Il s’agit d’une chaîne de production qui va de l’impression par sérigraphie jusqu’au finissage des tissus. La pression est constante tout au long de ce processus : les temps de cycle diminuent sans cesse, tandis que les couches d’encre s’accumulent. Un seul point de blocage peut entraîner l’arrêt de toute la chaîne de production. Le plus souvent, le problème réside dans le système UV. Lorsque la lampe ne parvient pas à maintenir une sortie spectrale constante à une vitesse de production élevée, cela entraîne un liant insuffisant entre les composants, des problèmes d’adhérence, et donc beaucoup de travail à refaire.
Ce qui compte vraiment, du point de vue technique La lampe UV à iode de gallium, avec une puissance de 5 kW et une tension de 400 V, n’est pas une lampe décorative ; elle est conçue pour le durcissement des matériaux en milieu industriel. Sa sortie spectrale est ajustée pour correspondre à la plage d’absorption des photoinitiateurs, avec des pics d’intensité lumineuse dans la plage de 380–420 nm. Ce profil de longueur d’onde permet à l’énergie de pénétrer dans les encres pigmentées et les couches épaisse, ce qui favorise la polymérisation à travers toute l’épaisseur du film. La puissance de 5 kW à 400 V assure la densité d’énergie nécessaire pour fonctionner à haute vitesse, où le temps d’exposition est mesuré en fractions de seconde.
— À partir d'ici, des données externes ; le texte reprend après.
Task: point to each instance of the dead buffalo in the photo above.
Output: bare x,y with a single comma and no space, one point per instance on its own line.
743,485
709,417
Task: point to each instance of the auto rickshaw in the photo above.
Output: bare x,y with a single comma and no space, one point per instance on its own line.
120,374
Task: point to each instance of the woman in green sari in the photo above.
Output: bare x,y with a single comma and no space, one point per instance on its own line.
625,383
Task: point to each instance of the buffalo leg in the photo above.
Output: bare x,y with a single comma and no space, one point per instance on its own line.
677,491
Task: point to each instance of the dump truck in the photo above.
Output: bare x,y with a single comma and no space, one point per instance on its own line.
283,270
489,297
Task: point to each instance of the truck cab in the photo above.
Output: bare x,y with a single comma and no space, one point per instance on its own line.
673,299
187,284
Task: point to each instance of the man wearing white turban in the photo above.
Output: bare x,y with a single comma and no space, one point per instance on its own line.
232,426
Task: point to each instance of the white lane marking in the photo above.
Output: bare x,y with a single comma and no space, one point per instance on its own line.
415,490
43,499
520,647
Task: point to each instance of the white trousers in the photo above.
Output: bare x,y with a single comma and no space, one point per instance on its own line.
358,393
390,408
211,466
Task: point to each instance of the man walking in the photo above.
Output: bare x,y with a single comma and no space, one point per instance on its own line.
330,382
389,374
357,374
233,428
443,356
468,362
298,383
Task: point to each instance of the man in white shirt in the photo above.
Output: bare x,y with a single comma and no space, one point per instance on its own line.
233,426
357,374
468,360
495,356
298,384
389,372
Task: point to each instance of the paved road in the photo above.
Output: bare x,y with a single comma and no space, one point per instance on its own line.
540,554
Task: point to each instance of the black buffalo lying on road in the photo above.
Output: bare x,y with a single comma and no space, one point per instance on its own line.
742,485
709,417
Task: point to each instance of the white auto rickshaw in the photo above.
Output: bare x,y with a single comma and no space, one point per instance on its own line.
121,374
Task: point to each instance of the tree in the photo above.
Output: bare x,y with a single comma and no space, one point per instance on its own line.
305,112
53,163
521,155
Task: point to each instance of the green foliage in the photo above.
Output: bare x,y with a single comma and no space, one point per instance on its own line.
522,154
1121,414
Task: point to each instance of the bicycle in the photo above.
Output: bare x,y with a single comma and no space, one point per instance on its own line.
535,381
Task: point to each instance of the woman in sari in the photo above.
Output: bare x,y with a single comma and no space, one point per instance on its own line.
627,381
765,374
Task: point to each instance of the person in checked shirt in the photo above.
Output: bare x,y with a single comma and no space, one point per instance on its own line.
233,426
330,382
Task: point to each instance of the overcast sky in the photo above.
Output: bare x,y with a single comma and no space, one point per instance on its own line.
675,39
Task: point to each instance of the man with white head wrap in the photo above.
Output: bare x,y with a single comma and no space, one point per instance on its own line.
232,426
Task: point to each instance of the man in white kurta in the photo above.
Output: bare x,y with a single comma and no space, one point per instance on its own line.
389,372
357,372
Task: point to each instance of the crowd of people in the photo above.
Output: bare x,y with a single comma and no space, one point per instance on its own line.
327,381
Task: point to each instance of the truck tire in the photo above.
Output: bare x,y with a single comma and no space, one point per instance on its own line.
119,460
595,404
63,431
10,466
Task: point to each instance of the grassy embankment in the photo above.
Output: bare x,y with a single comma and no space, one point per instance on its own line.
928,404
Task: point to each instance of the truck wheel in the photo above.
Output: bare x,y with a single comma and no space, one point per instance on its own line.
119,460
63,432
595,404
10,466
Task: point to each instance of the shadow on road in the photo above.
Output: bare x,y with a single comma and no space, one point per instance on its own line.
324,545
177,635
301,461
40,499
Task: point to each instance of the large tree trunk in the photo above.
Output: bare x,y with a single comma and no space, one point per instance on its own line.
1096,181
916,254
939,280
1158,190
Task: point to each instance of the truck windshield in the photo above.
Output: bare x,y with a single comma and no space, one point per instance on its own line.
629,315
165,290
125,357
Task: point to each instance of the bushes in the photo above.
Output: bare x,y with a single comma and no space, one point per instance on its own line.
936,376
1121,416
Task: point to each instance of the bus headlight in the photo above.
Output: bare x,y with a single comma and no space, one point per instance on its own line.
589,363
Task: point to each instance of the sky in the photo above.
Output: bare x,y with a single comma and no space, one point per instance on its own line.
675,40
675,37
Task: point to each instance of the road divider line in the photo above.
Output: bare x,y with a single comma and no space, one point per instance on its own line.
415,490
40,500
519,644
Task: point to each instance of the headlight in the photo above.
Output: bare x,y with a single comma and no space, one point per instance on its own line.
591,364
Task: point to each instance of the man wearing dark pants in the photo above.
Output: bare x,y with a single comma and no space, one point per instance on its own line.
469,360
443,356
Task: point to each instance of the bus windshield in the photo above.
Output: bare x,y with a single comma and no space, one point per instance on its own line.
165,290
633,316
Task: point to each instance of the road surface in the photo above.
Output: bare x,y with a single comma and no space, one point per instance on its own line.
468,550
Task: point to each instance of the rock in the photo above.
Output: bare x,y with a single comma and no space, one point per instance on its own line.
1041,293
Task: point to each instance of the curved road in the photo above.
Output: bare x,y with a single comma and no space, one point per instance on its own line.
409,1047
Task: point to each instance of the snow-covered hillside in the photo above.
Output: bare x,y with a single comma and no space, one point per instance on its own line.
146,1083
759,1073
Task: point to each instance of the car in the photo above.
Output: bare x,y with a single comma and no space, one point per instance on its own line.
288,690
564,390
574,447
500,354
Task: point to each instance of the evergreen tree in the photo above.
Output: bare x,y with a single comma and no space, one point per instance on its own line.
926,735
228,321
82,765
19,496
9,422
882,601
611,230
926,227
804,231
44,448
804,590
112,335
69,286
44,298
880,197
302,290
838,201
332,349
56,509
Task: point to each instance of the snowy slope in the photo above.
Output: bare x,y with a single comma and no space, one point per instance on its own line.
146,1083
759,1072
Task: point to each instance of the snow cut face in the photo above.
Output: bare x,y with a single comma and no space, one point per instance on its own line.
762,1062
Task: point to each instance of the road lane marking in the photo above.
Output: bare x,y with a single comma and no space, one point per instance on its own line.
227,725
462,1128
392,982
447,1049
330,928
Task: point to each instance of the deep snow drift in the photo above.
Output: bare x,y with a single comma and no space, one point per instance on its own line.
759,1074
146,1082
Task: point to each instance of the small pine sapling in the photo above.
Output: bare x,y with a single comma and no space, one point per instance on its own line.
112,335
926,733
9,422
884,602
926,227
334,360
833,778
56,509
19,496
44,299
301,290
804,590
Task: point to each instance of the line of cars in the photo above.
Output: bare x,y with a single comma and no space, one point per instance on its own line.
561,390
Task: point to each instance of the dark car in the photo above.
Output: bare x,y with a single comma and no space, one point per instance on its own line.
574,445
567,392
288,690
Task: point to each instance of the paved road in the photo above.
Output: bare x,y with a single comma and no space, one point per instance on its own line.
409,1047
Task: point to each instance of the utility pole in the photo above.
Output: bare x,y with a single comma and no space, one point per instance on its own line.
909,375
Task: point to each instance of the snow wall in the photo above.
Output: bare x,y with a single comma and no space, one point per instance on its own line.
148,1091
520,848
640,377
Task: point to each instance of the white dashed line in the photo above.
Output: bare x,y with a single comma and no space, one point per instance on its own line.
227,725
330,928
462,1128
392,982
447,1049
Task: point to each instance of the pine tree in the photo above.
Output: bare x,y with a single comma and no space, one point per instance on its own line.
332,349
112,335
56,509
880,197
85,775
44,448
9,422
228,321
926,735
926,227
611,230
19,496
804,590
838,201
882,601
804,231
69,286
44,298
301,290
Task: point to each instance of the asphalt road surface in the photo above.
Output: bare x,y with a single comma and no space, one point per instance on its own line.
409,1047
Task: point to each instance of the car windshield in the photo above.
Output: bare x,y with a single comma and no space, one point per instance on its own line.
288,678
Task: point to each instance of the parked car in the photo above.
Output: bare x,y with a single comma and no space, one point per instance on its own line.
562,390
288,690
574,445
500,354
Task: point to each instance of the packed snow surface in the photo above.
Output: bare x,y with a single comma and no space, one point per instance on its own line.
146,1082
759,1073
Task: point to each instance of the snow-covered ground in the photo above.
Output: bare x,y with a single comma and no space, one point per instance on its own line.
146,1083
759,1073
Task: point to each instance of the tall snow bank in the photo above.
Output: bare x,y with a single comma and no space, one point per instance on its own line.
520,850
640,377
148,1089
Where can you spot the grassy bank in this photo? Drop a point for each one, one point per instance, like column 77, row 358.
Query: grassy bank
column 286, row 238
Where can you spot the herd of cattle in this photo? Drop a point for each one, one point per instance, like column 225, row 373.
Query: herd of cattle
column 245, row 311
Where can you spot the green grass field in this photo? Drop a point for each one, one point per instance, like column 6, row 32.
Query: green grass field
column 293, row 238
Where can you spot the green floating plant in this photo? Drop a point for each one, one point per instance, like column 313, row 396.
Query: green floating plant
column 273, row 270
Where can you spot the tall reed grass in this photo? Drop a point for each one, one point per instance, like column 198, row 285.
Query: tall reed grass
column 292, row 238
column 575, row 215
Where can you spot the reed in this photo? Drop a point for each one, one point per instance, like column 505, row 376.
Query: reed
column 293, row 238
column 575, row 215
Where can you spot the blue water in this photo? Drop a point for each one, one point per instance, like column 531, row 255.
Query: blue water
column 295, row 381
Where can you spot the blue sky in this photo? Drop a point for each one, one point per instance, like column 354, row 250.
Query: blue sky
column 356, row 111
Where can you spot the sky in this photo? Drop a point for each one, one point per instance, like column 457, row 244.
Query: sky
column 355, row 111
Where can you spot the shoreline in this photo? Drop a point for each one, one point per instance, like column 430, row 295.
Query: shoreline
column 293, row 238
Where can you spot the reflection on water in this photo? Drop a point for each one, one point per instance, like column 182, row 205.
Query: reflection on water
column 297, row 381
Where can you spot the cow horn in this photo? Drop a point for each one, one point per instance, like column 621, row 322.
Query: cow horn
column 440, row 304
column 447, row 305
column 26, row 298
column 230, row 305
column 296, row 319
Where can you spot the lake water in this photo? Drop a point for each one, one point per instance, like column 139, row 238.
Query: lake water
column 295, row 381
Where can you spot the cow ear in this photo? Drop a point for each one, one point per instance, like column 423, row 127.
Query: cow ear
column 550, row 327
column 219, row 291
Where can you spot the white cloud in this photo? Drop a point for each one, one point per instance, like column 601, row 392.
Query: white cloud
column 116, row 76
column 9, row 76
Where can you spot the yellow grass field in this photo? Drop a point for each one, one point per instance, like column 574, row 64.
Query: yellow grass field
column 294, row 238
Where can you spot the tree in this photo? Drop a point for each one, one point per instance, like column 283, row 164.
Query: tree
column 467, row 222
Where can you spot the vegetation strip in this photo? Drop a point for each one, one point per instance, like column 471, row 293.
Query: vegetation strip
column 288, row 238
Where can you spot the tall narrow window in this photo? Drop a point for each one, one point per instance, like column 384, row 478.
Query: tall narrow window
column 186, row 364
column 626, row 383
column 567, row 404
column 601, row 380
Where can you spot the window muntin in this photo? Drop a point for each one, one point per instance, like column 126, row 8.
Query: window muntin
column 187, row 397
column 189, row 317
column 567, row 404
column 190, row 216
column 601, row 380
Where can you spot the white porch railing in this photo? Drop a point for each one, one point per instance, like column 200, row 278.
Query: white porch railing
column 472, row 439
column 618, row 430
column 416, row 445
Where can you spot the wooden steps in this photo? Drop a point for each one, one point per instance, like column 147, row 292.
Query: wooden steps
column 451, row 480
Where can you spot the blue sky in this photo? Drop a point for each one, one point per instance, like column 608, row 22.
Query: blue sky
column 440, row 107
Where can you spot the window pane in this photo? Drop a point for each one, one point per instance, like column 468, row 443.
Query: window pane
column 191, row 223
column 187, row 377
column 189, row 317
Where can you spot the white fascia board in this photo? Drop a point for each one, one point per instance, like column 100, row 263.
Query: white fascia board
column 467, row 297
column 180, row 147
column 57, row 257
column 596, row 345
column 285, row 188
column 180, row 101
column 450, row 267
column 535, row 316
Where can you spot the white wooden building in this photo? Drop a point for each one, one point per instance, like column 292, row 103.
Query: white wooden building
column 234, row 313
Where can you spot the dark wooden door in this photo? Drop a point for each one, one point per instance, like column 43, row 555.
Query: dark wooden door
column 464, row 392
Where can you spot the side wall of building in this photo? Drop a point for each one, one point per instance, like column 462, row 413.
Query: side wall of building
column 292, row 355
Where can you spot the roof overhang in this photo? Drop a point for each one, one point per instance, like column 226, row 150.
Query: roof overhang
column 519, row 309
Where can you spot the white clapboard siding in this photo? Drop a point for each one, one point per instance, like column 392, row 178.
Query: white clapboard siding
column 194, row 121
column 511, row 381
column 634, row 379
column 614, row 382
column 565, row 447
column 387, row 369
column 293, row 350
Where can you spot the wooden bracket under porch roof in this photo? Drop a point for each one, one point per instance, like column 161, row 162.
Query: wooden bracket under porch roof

En combinaison avec le réflecteur et la couche dichromatique, ce système maximise la dose d’UV fournie, permettant ainsi que la réaction se produise en une seule passe.
Pourquoi c’est adapté au secteur textile Dans le secteur textile, cette lampe est également très utile pour les mêmes raisons. Elle permet de durcir les encres utilisées en sérigraphie sur les rouleaux, de fixer les encres numériques sur les tissus revêtus, et de terminer le finissage des couches fonctionnelles qui nécessitent un durcissement sans transfert de chaleur. La chimie du gallium iodide réduit la production d’ozone par rapport aux lampes à vapeur de mercure traditionnelles, ce qui simplifie la ventilation et maintient l’espace de travail propre. De plus, comme le durcissement se produit instantanément, l’encre se solidifie dès que le substrat quitte la zone de la lampe. Ainsi, on peut immédiatement empiler, plier ou laminer les pièces. Les avantages sont donc : des changements de produit plus rapides, moins de produits défectueux dus à des surfaces collantes, et une adhérence stable même sur les fibres synthétiques qui se déforment sous l’effet de la chaleur.
Les détails pratiques qu’il ne faut pas négliger L’installation est simple, mais la lampe nécessite des interfaces électriques et mécaniques adaptées. Avant de la remplacer, il convient de vérifier la géométrie du réflecteur, l’orientation de l’anode et du cathode, ainsi que la compatibilité avec le ballast d’allumage. Il faut également veiller à ce que la lampe fonctionne dans la plage de température spécifiée. Une température trop basse diminue l’efficacité de la lampe, tandis qu’une température trop élevée raccourcit la durée de vie des électrodes. La puissance de sortie de la lampe diminue avec le temps ; il est donc nécessaire de vérifier régulièrement son niveau de puissance, et de prévoir des pièces de rechange. C’est ainsi que l’on peut assurer une dose de rayonnement UV constante d’un cycle à l’autre.